Aniboom and Marvel are holding a Motion Comics Competition. The grand prize winner will get $10,000 and have their work posted on marvel.com.

Using provided audio and images of the Hulk, Wolverine, or Nova, contestants assemble seven pages by October 5. If the “Aniboom community” votes your entry one of the top 50, you get a free one-year subscription to the Marvel digital comics site. The rest of the rules are a little hinky — all the dates are listed as “on or around”, and the main page says the grand prize winner will be announced on both November 16 and November 23. Anyway, five finalists will be picked on October 19 (four by “a panel of Marvel judges”, one by the “community”), and they will get $2000 and two weeks to finish their motion comic before the grand prize judging.

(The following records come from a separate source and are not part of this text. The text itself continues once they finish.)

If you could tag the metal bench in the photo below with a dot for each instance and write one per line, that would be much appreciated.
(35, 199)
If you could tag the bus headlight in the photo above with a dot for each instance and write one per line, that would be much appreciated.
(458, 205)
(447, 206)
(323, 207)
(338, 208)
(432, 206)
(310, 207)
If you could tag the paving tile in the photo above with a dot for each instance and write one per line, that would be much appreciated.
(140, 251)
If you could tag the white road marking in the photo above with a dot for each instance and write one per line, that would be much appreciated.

There are also one or two wildcard finalists, picked by the judges, “who independently complete their original submission.” So even if you don’t win any money, you can still work for Marvel for free! Isn’t that great? In that way, it’s typical of these contests — the company gets a lot for not very much money (in their eyes), one or a handful of lucky fans get a token payment in exchange for losing all rights, and most of the entrants just gave away their work for nothing. But so long as you know what you’re getting into… I’m told digital sharecropping is the way things work online now. And really, what are most people going to do with a partially completed Marvel motion comic anyway?
There’s a whole lot of rules, of course, including that you can only use provided content, nothing else (that way, there’s no ownership quibbles); that it’s all property of Marvel Entertainment; and that your entry “may not be used or displayed commercially.” So if you run ads on your blog, don’t post your entry!
You also can’t mention any other properties or movies or actual people or be derogatory about the companies or characters or just about anyone or be “sexually explicit, obscene, pornographic, gratuitously violent, self-mutilating, discriminatory, illegal, offensive, threatening, profane, or harassing”. Whew! Those Must Nots just gave me a ton of ideas. I do like this FAQ entry, at the very end:
Do I need special software…?
No. We’re looking to see how you imagine bringing a comic book to life, so it’s up to you to figure out how you’ll do so. Whether you use free software or custom software, take stop motion images of the pages, or just cut out the characters and mount them on popsicle sticks, the choice is up to you!
I want to see Marvel popsicle comics!